He knew that Severance would have to ride through the same gorge in which Sim had waylaid Spurrier, and he meant to get there first, rifle-armed.

276

It was sunset when, quite unsuspecting of danger, at least for the moment, Severance turned his mule into the gorge. He was felicitating himself, since without an acre of land or a drop of oil he had “declared himself in” on another’s wealth. His mule was a laggard in pace, and the rider did not urge him. He was content to amble.

Back of the rock walls of the great cleft, the woods lay hushed and dense in the closing shadows. An owl quavered softly, and the water among the ferns whispered. All else was quiet.

But from just a little way back, a figure hitched forward as it lay belly-down in the “laurel hell.” It sighted a rifle and pressed a finger.

The mule snorted and stopped dead with a flirt of ears and tail and with no word, without even a groan, the rider toppled sidewise and slid from the saddle.

The man back in the brush peered out.
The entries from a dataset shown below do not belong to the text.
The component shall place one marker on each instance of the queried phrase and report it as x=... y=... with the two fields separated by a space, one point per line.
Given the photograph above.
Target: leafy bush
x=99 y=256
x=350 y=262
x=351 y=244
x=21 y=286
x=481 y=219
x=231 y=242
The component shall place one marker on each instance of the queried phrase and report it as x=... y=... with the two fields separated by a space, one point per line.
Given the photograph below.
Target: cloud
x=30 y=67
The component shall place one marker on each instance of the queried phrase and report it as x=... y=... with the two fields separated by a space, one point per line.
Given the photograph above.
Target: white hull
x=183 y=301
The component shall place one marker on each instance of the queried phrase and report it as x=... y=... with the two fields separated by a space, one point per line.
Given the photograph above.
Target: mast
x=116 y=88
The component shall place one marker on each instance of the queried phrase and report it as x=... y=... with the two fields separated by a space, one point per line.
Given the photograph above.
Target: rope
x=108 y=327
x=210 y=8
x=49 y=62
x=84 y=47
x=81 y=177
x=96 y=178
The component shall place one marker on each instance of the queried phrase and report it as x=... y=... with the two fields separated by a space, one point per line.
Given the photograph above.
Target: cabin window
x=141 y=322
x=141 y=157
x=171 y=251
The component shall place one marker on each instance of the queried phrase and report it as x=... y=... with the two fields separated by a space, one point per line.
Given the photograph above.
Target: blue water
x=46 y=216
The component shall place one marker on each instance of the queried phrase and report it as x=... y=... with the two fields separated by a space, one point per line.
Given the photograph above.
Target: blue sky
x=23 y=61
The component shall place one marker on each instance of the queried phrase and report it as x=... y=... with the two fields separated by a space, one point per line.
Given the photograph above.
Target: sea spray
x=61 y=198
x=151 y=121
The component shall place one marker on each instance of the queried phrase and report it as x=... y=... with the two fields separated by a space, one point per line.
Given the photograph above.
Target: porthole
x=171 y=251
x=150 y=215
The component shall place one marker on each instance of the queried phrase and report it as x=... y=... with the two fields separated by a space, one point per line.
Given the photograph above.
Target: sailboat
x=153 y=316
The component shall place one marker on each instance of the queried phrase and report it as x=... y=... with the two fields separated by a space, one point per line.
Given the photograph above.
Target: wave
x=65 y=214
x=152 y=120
He noted how still the crumpled figure lay between the feet of the patient, mouse-colored beast, that switched at flies with its tail. It lay twisted almost double with one arm bent beneath its chest.

So Colby crept closer. It would be as well to haul the body back into the tangle where it would not be so soon discovered, and to start the beast along its way with a slap on the flank.

But just as the assassin stooped, Severance’s right hand darted out and, as it did so, there was a quick glint of blue steel, and three instantly successive reports.

Colby staggered backward with a sense of betrayal and a horrible realization of physical pain. His rifle dropped from a shattered hand and jets of blood broke 277 out through his rent clothing. Each of those three pistol balls had taken effect at a range so close that he had been powder-burned. He knew he was mortally hurt, and that the other would soon be dead if he was not so already.